The chairman of the House Intelligence Committee, California Democratic Rep. Adam Schiff, said too that he hopes Cohen will testify in a ‘closed’ hearing about alleged Trump ties to Russian election meddling. 

Former Donald Trump attorney Michael Cohen will testify in a public congressional hearing on February 7 about his work for the president in the private sector and the crimes to which he pled guilty in November

Trump employed Cohen as his personal lawyer and fixer at the Trump Organization for years before he ran for president

Trump employed Cohen as his personal lawyer and fixer at the Trump Organization for years before he ran for president

‘It will be necessary,’ Schiff said Thursday, ‘for Mr. Cohen to answer questions pertaining to the Russia investigation, and we hope to schedule a closed session before our committee in the near future.’ 

Cohen entered a guilty plea in November to a charge of lying to Congress about a Trump Organization real estate project that was slated for Moscow, Russia and discussed through the fall of 2016 while the president was rnuning for office.

Discussions about a planned construction project were ultimately abandoned and no contract was signed.  

Cohen was also the central figure in a plot to buy the silence of pornographic actress Stormy Daniels, who claimed that she had an affair with Trump in 2006. 

Daniels signed a nondisclosure agreement in exchange for $130,000 from Cohen, a transaction that he admitted was a violation of campaign finance laws since it amounted to an illegally large contribution benefiting Trump’s White House hopes. 

He also said in court that Trump directed him to make the payment, suggesting the president was guilty of a crime. 

In August he pleaded guilty to eight separate charges related to tax dodges, falsifying bank documents and the campaign finance violations involving Daniels and another woman, former Playboy magazine model Karen McDougal.

Cohen claims that at Trump’s request, he arranged for the publisher of The National Enquirer to pay McDougal – another self-described past Trump paramour – for the exclusive rights to her life story. The magazine never published anything, engaging in a practice known as ‘catch and kill’ in order to help Trump avoid new scandals in the final weeks of the 2016 campaign. 

Trump has denied ever having a sexual relationship with either Daniels or McDougal.

Rep. Cummings set the state for Cohen’s testimony four months ago, long before Democrats knew they would control the House of Representatives this year.

He wrote to the White House and the Trump Organization in the fall, demanding documents related to the president’s ‘apparent failure to report debts and payments to Mr. Cohen to silence women alleging extramarital affairs with the President before the election.’

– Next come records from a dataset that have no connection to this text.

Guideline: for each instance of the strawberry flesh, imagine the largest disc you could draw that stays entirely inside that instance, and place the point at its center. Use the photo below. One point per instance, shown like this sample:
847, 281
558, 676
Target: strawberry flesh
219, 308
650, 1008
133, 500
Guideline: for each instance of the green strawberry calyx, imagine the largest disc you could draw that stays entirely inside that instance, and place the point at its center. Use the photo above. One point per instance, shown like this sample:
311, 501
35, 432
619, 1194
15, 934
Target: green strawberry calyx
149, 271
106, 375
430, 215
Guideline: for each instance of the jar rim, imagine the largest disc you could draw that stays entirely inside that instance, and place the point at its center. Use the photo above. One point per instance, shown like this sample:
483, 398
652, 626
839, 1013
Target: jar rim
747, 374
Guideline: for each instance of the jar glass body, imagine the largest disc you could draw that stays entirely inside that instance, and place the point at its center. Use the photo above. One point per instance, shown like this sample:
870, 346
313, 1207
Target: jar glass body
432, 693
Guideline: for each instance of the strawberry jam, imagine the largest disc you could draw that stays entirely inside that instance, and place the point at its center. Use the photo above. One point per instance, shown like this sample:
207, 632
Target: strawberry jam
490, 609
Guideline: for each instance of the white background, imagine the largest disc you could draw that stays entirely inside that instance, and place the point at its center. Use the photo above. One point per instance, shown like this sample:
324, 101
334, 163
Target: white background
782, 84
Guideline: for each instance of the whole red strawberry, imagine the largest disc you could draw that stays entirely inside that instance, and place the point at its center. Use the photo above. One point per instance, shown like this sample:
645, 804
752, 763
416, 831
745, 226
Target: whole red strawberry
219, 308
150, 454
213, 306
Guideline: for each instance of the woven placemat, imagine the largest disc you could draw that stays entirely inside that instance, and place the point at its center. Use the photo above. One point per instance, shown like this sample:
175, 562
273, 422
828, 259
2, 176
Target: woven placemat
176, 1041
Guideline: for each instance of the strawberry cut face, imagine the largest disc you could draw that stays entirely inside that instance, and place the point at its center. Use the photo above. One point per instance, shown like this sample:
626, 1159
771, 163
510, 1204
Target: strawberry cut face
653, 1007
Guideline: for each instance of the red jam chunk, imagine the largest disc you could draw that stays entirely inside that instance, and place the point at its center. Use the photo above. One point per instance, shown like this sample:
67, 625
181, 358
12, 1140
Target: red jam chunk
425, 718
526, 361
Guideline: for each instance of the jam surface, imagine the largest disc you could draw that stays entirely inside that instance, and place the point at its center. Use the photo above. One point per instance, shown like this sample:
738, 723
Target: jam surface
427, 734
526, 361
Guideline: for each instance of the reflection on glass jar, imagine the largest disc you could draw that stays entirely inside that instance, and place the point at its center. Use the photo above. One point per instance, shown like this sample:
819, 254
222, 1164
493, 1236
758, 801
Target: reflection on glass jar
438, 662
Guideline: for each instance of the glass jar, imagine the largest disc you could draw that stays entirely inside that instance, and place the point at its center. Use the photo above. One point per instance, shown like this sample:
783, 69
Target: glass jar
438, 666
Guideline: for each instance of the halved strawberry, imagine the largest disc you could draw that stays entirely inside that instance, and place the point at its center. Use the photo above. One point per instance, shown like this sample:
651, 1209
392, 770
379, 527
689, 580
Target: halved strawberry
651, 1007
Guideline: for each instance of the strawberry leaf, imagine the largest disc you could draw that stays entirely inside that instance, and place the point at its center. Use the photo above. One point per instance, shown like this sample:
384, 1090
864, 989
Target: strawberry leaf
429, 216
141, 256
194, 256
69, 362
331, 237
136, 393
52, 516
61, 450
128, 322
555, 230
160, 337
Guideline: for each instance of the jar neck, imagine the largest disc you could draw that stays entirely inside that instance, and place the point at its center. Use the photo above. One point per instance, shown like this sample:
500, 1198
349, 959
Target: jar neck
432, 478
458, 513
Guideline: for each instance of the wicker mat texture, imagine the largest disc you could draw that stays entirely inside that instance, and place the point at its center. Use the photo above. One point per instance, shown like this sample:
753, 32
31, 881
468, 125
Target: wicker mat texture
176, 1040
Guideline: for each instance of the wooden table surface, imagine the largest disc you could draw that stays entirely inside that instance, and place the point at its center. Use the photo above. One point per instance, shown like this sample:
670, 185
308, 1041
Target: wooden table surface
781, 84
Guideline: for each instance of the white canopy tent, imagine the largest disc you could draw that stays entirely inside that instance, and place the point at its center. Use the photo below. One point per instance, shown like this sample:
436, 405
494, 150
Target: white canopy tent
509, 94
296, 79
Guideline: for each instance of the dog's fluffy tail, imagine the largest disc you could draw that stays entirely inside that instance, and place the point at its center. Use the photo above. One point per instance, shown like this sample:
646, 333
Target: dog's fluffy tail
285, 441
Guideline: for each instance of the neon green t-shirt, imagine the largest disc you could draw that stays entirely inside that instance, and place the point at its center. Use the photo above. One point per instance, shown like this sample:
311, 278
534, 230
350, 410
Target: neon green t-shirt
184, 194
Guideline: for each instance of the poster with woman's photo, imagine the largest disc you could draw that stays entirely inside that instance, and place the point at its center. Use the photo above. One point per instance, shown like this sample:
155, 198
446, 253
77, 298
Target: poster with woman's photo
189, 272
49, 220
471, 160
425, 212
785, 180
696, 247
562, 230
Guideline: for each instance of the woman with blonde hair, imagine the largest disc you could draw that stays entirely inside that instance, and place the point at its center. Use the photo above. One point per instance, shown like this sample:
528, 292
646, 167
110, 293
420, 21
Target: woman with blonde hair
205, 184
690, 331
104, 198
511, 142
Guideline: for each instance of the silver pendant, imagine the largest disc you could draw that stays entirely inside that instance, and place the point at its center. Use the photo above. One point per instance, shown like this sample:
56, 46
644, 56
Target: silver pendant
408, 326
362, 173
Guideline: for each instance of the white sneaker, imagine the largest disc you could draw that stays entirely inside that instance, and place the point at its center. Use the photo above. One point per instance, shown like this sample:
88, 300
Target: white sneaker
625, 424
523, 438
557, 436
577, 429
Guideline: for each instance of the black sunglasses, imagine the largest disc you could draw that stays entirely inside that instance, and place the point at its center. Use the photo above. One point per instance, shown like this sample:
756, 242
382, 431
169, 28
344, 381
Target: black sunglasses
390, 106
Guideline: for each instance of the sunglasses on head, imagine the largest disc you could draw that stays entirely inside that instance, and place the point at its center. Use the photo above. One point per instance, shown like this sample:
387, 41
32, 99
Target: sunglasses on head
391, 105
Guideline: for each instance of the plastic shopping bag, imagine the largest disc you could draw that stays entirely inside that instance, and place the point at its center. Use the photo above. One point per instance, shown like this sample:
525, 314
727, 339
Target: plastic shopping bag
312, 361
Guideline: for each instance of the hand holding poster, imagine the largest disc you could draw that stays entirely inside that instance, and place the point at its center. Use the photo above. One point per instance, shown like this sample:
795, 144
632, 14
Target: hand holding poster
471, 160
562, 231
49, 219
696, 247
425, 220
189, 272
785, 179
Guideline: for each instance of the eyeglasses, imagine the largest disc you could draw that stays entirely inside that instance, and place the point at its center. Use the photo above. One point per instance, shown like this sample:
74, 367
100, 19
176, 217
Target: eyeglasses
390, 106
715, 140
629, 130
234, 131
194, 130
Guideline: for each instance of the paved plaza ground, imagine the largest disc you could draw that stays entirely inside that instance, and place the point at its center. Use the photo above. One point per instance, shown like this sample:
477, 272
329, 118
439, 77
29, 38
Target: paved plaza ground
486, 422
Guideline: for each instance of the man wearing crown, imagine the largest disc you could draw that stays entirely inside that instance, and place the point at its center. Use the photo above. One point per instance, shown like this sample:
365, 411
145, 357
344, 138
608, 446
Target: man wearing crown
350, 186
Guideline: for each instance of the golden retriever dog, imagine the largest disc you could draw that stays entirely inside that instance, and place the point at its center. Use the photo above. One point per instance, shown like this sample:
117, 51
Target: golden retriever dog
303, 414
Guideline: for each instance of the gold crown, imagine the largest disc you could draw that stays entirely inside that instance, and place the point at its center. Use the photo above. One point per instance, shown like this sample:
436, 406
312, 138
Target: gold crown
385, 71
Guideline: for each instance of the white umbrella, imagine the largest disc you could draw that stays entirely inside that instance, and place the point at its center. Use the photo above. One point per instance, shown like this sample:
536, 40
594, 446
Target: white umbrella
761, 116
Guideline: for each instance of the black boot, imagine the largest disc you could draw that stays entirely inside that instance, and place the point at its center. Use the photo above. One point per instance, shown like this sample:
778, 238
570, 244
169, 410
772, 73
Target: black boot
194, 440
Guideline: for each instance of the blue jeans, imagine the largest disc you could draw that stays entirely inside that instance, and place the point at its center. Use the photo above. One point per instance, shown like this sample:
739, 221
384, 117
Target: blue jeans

This week, Cummings said Thursday, he told Trump’s government office and his family business that the documents ‘are now due on January 22.’ 

‘I want to make clear,’ he said in a statement, ‘that we have no interest in inappropriately interfering with any ongoing criminal investigations, and to that end, we are in the process of consulting with Special Counsel [Robert] Mueller’s office. 

Dure to figure in the Feb. 7 hearing is the saga of pornographic actress Stormey Daniels, who accepted $130,000 from Cohen for her silence about what she claimed was a sexual affair with Trump in 2006

Cohen’s decision to testify marks the latest step in his transformation from a loyal Trump Tower foot soldier to a pragmatic felon who could become a threat to the president at the moment he’s preparing to surrender to authorities. 

Trump blasted him in hours after he entered his guilty plea in court six weeks ago.

On the White House’s South Lawn, the president accused his former lawyer of lying to ‘get a reduced sentence.’

‘He’s a weak person and not a very smart person,’ Trump said Nov. 29.

Cohen said Thursday that his hearing testimony would be part ot ‘my commitment to cooperate and provide the American people with answers.’

Maryland Democratic Rep. Elijah Cummings, a longtime Trump antagonist, will chair the hearing.

At his sentencing in December, a dramatic Cohen said his ‘weakness and a blind loyalty’ to his longtime boss ‘led me to choose a path of darkness over light.’

‘Time and again I felt it was my duty to cover up his dirty deeds,’ he told a federal judge in New York City.

Cohen, 52, will report to prison on March 6 and is free on bail until that date.